Once you can spend a Saturday night, a weekend, or an entire vacation alone and truly enjoy it you’ve mastered yourself. You teach yourself how to enjoy your own company by treating yourself like you would a close friend or lover. You look for ways to enjoy, entertain, and please yourself. And yes, I mean the big “M.” There are benefits to learning this art as well, especially for women. Men don’t need any coaxing in this area.
Whenever I refer to the benefits of learning to be alone, I am not only talking about you but also the benefits that your lovers and friends will enjoy. These relationships will benefit you because you will be able to participate in them from a position of strength and giving rather than weakness and neediness. If you can’t handle even the thought of being alone you’ll put unhealthy demands on these relationships. You will also sell yourself short because of your inability to enter and maintain these relationships from a position of strength and confidence.

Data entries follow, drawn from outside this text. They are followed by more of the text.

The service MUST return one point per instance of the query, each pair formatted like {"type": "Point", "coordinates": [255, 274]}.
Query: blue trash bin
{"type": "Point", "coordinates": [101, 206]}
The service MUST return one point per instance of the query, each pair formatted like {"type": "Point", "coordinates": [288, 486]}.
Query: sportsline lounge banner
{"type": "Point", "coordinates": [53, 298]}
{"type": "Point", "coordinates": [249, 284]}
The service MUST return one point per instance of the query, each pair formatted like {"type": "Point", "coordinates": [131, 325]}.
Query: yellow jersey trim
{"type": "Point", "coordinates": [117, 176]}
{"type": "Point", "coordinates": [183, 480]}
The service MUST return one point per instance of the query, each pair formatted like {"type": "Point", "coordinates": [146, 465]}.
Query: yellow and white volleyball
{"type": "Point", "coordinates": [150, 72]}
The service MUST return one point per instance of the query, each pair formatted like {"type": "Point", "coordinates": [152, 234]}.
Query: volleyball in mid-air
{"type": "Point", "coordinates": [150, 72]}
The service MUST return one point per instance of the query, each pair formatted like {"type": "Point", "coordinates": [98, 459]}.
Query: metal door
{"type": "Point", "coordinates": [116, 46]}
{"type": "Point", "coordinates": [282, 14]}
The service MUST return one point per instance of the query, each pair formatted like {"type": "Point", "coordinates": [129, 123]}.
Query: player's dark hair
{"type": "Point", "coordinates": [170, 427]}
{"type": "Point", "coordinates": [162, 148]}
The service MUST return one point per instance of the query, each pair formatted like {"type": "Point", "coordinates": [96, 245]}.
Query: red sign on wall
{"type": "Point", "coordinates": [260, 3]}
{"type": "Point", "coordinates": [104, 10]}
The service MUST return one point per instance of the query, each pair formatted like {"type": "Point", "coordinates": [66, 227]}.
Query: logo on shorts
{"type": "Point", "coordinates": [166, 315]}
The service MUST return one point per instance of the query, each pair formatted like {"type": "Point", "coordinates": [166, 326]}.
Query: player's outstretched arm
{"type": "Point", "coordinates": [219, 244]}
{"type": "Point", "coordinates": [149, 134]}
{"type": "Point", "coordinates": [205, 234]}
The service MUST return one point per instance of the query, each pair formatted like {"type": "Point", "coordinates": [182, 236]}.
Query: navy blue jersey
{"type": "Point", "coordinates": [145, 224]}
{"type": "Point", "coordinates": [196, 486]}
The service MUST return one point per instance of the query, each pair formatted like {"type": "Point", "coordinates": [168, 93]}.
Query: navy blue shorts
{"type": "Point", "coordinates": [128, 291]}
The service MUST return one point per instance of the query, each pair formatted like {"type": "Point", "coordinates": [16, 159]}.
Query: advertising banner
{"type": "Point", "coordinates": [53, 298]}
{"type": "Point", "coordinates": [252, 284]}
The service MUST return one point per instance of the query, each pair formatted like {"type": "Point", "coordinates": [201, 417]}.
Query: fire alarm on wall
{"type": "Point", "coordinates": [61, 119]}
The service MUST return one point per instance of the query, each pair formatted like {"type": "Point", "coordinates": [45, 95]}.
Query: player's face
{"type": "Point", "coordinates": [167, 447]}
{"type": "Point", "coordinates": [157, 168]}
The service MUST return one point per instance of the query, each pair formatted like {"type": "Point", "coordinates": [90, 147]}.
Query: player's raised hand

Use periods of being alone to get to know yourself. What do YOU like to do on a Saturday night? Take yourself out to a fancy dinner. Make yourself a gourmet dinner at home. Have fun! Enjoy your own company. Enjoy your own humor. Laugh at yourself. Do you get the picture?
If you don’t know what you find humorous when no one else is present, find out! If you don’t know what you enjoy doing alone, discover it! Make it an adventure! Make it an adventure of self-discovery!
Your goal is to find peace, contentment, and confidence when you are alone whether you are at home, in a crowded public space, or at a table in a fine restaurant filled with couples on a Saturday night! Once you are comfortable, content, and happy in each of these situations you have mastered the art of being alone. Once this is achieved and you are able to “choose” whether you want to be in a relationship or with other people, your ability to truly love and give without fear or measure will be greatly enhanced.